The FBI has arrested Philip Cummings, who is said to have started the scam while working at the helpdesk of Teledata Communications (TCI). The company provides banks and other organisations with credit reports, combining information collected by credit rating agencies Equifax, Experian Information Solutions and Trans Union.
In 1999, Cummings began to access the passwords and codes used by TCI's customers to access credit reports, authorities said. During that time, Cummings is alleged to have given passwords and codes to a co-conspirator and collected around $30 (£19) for every credit report obtained using the stolen codes.
Linus Baptiste has been charged with online fraud in relation to the case and Hakeem Mohammed, has also been arrested and has pleaded guilty to charges of mail fraud.
With the illegally obtained credit reports, some victims reported having their bank accounts depleted, while others reporting having credit cards, checks and ATM cards sent to unauthorised locations.
The passwords and codes stolen for use in the scam belonged to various organisations that request credit reports for their customers. Those organisations included banks, credit services, and an apartment complex.
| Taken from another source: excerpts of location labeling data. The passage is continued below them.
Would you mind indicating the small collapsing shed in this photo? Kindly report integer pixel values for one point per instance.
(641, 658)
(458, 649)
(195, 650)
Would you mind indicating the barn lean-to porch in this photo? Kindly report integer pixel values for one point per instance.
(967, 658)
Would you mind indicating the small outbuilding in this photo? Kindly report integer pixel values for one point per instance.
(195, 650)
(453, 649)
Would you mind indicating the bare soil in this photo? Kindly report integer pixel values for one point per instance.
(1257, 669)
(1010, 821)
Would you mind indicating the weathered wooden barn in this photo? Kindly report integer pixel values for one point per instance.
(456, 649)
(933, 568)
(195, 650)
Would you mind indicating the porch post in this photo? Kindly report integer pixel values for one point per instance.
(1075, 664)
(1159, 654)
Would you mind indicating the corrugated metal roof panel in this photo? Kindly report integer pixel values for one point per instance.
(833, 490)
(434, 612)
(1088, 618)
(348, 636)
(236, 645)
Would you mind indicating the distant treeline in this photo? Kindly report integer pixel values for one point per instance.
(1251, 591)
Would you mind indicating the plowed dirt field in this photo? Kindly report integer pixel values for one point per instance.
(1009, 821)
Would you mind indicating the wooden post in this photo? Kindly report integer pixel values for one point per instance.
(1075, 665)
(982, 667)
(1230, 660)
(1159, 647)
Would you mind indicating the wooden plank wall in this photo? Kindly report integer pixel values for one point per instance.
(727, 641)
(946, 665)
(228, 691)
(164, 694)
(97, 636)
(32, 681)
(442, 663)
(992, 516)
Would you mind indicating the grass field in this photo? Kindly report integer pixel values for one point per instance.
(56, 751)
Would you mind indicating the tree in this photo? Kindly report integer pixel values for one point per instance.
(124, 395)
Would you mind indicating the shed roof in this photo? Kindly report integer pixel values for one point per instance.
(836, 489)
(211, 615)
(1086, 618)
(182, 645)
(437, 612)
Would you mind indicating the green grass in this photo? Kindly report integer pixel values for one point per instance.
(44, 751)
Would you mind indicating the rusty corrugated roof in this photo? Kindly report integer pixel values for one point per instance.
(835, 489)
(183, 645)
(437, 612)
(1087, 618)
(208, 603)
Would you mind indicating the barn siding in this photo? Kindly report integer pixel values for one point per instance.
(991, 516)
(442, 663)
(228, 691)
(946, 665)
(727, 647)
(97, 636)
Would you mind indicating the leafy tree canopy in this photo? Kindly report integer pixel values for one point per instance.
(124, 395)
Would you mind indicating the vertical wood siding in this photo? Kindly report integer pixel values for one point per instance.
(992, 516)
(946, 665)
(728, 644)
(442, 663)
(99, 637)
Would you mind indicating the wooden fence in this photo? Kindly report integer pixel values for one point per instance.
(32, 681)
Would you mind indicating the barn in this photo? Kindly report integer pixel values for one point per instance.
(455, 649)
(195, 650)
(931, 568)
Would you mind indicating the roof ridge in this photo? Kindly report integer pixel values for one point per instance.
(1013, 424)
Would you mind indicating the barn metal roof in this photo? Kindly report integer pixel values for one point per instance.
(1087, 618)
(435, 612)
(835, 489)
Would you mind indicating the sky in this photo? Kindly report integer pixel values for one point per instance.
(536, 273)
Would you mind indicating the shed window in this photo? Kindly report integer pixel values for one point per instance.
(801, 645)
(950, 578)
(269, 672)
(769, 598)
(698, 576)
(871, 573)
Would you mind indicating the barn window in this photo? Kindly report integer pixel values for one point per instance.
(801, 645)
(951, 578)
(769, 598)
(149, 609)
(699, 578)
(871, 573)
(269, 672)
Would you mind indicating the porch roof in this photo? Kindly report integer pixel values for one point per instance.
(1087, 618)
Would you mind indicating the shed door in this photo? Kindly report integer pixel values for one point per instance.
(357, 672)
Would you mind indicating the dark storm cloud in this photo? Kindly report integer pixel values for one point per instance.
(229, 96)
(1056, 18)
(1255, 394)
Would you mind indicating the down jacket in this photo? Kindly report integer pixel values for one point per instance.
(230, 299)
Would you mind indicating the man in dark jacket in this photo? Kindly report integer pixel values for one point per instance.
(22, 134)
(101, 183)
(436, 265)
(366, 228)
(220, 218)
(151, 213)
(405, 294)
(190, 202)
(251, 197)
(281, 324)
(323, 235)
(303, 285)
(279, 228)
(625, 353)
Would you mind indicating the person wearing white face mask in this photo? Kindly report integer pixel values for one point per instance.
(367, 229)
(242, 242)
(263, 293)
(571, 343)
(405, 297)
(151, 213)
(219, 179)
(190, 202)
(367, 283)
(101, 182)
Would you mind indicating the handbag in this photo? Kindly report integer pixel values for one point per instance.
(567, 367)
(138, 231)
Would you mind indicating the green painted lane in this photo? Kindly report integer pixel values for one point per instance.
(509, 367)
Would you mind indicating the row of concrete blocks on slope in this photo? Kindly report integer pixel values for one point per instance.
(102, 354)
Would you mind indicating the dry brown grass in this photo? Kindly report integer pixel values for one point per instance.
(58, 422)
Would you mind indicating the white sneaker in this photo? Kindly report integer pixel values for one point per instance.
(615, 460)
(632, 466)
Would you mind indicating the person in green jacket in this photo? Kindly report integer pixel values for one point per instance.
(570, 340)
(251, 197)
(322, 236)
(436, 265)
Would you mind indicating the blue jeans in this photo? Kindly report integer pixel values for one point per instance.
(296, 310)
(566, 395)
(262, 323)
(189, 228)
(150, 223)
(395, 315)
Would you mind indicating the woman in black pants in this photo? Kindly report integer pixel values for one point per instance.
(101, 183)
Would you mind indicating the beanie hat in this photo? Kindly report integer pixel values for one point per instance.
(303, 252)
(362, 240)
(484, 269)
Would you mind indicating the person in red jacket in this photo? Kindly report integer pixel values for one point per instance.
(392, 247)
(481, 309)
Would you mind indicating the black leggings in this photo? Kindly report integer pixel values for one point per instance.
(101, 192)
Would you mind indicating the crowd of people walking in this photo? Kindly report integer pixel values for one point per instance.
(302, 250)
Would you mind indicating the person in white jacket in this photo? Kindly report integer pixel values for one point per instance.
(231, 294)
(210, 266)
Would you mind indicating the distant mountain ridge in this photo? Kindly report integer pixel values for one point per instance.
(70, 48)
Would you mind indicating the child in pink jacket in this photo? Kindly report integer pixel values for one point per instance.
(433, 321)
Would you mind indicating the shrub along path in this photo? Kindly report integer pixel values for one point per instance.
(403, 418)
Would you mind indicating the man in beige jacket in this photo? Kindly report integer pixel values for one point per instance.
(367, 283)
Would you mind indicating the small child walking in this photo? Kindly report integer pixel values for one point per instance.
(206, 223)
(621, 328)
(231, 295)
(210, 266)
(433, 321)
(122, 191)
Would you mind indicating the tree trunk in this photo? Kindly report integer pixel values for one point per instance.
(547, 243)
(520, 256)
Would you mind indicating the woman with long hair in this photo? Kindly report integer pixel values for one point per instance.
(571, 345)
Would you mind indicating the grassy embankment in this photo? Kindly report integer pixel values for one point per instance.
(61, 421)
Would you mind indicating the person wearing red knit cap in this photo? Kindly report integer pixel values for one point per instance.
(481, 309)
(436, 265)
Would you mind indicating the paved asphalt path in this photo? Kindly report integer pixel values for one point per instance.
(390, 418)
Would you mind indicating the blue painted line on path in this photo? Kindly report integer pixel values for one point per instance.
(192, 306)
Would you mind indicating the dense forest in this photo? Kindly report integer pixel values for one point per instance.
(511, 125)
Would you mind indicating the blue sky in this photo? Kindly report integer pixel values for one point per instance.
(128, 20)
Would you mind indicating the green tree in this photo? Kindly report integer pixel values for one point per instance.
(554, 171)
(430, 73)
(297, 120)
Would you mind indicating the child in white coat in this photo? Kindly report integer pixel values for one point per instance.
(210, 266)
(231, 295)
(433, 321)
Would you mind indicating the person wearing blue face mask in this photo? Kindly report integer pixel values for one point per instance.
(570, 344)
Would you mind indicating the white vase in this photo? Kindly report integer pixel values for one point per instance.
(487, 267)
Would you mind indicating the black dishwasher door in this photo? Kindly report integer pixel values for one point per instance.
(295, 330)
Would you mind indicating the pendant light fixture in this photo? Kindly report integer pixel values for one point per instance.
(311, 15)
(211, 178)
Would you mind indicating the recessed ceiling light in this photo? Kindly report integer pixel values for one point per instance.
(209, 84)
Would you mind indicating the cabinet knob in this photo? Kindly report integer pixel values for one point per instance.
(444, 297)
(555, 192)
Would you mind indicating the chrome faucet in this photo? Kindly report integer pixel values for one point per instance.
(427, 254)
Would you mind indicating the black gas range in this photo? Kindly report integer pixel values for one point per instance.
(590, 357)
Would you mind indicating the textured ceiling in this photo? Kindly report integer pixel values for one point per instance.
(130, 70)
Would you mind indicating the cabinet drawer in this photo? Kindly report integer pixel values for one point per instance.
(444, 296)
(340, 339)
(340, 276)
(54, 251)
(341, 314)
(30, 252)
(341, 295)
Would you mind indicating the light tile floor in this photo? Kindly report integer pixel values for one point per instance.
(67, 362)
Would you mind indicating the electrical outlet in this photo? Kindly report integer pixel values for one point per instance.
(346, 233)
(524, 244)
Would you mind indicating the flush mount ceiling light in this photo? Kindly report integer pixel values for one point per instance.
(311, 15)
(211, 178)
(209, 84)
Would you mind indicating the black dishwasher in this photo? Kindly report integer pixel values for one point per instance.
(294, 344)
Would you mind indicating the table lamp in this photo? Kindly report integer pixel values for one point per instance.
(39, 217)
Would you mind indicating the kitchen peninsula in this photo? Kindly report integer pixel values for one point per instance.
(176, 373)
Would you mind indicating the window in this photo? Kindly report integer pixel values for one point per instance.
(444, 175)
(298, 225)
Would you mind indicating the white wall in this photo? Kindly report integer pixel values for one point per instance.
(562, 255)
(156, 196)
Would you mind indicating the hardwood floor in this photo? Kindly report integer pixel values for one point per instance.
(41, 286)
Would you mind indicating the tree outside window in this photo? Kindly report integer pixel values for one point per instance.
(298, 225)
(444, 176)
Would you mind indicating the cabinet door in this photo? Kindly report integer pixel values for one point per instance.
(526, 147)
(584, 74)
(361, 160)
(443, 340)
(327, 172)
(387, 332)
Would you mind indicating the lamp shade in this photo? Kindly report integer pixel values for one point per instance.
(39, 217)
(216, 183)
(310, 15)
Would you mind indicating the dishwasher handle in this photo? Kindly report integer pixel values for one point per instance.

Ford Motor Credit is expected to be one of the hardest hit, as authorities alleged that as many as 15,000 credit reports were illegally obtained using a password and code from the creditor's branch. Ford Motor Credit said it had been receiving complaints from its customers who had been victims of identity theft and fraud.
Other compromised passwords and codes belonged to Washington Mutual Finance and Washington Mutual Bank, as well as various banks around the country. All the systems that allegedly were breached belonged to TCI customers, according to the statement.
"It was technology-assisted, but the real problem was that this help desk employee was given access to a token that was the launchpad for fraud," said Jerry Brady, chief technology officer of Guardent, a security research company. "There are certainly good practices to control the authority of help desk personnel. It sounds as if they weren't being used."
In 2000, the US Federal Trade Commission reported around 500,000 people were victims of identity theft, according to data provided by Kroll, a security consulting company. In 2001, that number rose to 700,000, Kroll said.